Fernandes Jason D, Zamudio-Hurtado Armando, Clawson Hiram, Kent W James, Haussler David, Salama Sofie R, Haeussler Maximilian
1Genomics Institute, University of California, Santa Cruz, USA.
2Department of Biomolecular Engineering, University of California, Santa Cruz, USA.
Mob DNA. 2020 Mar 31;11:13. doi: 10.1186/s13100-020-00208-w. eCollection 2020.
Nearly half the human genome consists of repeat elements, most of which are retrotransposons, and many of which play important biological roles. However repeat elements pose several unique challenges to current bioinformatic analyses and visualization tools, as short repeat sequences can map to multiple genomic loci resulting in their misclassification and misinterpretation. In fact, sequence data mapping to repeat elements are often discarded from analysis pipelines. Therefore, there is a continued need for standardized tools and techniques to interpret genomic data of repeats.
We present the UCSC Repeat Browser, which consists of a complete set of human repeat reference sequences derived from annotations made by the commonly used program RepeatMasker. The UCSC Repeat Browser also provides an alignment from the human genome to these references, uses it to map the standard human genome annotation tracks, and presents all of them as a comprehensive interface to facilitate work with repetitive elements. It also provides processed tracks of multiple publicly available datasets of particular interest to the repeat community, including ChIP-seq datasets for KRAB Zinc Finger Proteins (KZNFs) - a family of proteins known to bind and repress certain classes of repeats. We used the UCSC Repeat Browser in combination with these datasets, as well as RepeatMasker annotations in several non-human primates, to trace the independent trajectories of species-specific evolutionary battles between LINE 1 retroelements and their repressors. Furthermore, we document at https://repeatbrowser.ucsc.edu how researchers can map their own human genome annotations to these reference repeat sequences.

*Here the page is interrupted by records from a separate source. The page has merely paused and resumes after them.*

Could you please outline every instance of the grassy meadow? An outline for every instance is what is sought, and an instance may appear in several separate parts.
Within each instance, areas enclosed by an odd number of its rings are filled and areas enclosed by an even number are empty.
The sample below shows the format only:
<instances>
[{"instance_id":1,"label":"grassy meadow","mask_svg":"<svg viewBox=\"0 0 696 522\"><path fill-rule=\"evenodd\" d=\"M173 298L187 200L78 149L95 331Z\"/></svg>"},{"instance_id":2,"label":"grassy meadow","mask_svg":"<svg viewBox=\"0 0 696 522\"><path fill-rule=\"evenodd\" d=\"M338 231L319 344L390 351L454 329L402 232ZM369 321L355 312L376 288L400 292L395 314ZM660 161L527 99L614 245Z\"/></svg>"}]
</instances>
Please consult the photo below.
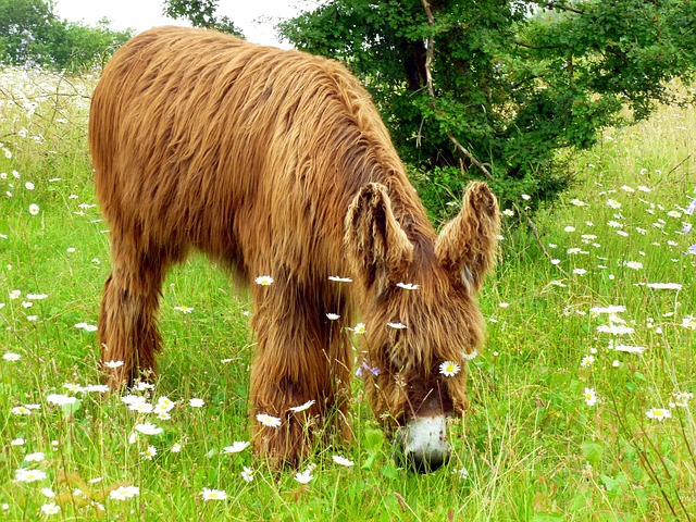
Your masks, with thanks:
<instances>
[{"instance_id":1,"label":"grassy meadow","mask_svg":"<svg viewBox=\"0 0 696 522\"><path fill-rule=\"evenodd\" d=\"M447 468L399 469L356 378L352 443L274 472L244 444L250 302L202 257L154 386L100 386L95 82L0 72L0 520L696 520L696 110L606 133L534 226L505 209Z\"/></svg>"}]
</instances>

The UCSC Repeat Browser allows easy and intuitive visualization of genomic data on consensus repeat elements, circumventing the problem of multi-mapping, in which sequencing reads of repeat elements map to multiple locations on the human genome. By developing a reference consensus, multiple datasets and annotation tracks can easily be overlaid to reveal complex evolutionary histories of repeats in a single interactive window. Specifically, we use this approach to retrace the history of several primate specific LINE-1 families across apes, and discover several species-specific routes of evolution that correlate with the emergence and binding of KZNFs.

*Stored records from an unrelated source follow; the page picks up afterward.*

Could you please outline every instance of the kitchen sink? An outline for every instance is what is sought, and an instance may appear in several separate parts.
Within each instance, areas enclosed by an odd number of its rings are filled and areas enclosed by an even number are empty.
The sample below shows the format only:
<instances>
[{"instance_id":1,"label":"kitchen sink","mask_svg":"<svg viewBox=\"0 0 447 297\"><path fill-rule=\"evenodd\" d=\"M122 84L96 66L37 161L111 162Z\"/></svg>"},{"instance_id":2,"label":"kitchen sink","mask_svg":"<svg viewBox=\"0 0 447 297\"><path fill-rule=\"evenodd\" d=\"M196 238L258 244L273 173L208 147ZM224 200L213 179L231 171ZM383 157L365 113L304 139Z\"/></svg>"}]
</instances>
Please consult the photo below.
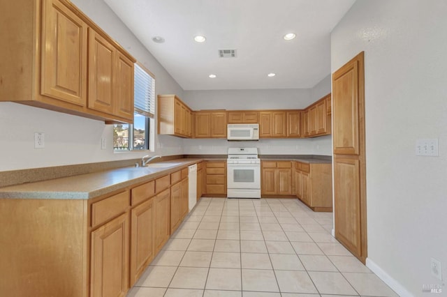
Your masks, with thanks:
<instances>
[{"instance_id":1,"label":"kitchen sink","mask_svg":"<svg viewBox=\"0 0 447 297\"><path fill-rule=\"evenodd\" d=\"M173 167L175 166L179 165L180 163L168 163L168 162L163 162L163 163L153 163L148 164L145 167L149 168L168 168L168 167Z\"/></svg>"}]
</instances>

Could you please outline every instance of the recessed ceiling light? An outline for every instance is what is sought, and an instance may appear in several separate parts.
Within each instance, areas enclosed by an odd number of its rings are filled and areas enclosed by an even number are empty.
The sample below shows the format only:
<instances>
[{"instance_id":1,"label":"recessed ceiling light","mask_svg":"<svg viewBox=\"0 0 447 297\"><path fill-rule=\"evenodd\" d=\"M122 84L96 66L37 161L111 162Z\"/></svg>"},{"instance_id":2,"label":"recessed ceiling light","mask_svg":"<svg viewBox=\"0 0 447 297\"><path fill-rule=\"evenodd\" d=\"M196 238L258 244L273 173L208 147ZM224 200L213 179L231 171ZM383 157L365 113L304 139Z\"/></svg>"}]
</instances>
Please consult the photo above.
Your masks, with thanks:
<instances>
[{"instance_id":1,"label":"recessed ceiling light","mask_svg":"<svg viewBox=\"0 0 447 297\"><path fill-rule=\"evenodd\" d=\"M152 37L152 41L156 43L163 43L165 42L165 38L161 36L154 36Z\"/></svg>"},{"instance_id":2,"label":"recessed ceiling light","mask_svg":"<svg viewBox=\"0 0 447 297\"><path fill-rule=\"evenodd\" d=\"M206 40L207 38L205 38L205 36L202 36L201 35L198 35L197 36L194 37L194 40L198 43L203 43Z\"/></svg>"},{"instance_id":3,"label":"recessed ceiling light","mask_svg":"<svg viewBox=\"0 0 447 297\"><path fill-rule=\"evenodd\" d=\"M296 37L296 34L295 34L294 33L288 33L287 34L284 35L284 40L291 40L295 37Z\"/></svg>"}]
</instances>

近一半的人类基因组由重复元件组成,其中大部分是逆转录转座子,许多重复元件发挥着重要的生物学作用。然而,重复元件给当前的生物信息分析和可视化工具带来了几个独特的挑战,因为短重复序列可以映射到多个基因组位点,导致它们被错误分类和错误解读。事实上,映射到重复元件的序列数据在分析流程中常常被丢弃。因此,持续需要标准化的工具和技术来解读重复序列的基因组数据。
我们展示了加州大学圣克鲁兹分校重复序列浏览器(UCSC Repeat Browser),它由一组完整的人类重复序列参考序列组成,这些序列源自常用程序RepeatMasker所做的注释。UCSC重复序列浏览器还提供了从人类基因组到这些参考序列的比对,利用它来映射标准的人类基因组注释轨道,并将所有这些作为一个综合界面呈现出来,以便于处理重复元件。它还提供了重复序列研究群体特别感兴趣的多个公开可用数据集的处理轨道,包括KRAB锌指蛋白(KZNFs)的染色质免疫沉淀测序(ChIP-seq)数据集——这是一类已知能结合并抑制某些重复序列类别的蛋白质家族。我们将UCSC重复序列浏览器与这些数据集以及几种非人类灵长类动物中的RepeatMasker注释结合使用,以追踪LINE 1逆转录元件与其抑制因子之间物种特异性进化斗争的独立轨迹。此外,我们在https://repeatbrowser.ucsc.edu上记录了研究人员如何将他们自己的人类基因组注释映射到这些参考重复序列上。
UCSC重复序列浏览器允许轻松直观地可视化共有重复元件上的基因组数据,规避了多重映射问题,即重复元件的测序读数映射到人类基因组上的多个位置的问题。通过开发一个参考共有序列,可以轻松叠加多个数据集和注释轨道,在单个交互式窗口中揭示重复序列复杂的进化历史。具体来说,我们使用这种方法追溯了几种灵长类特异性LINE-1家族在猿类中的历史,并发现了几条与KZNFs的出现和结合相关的物种特异性进化途径。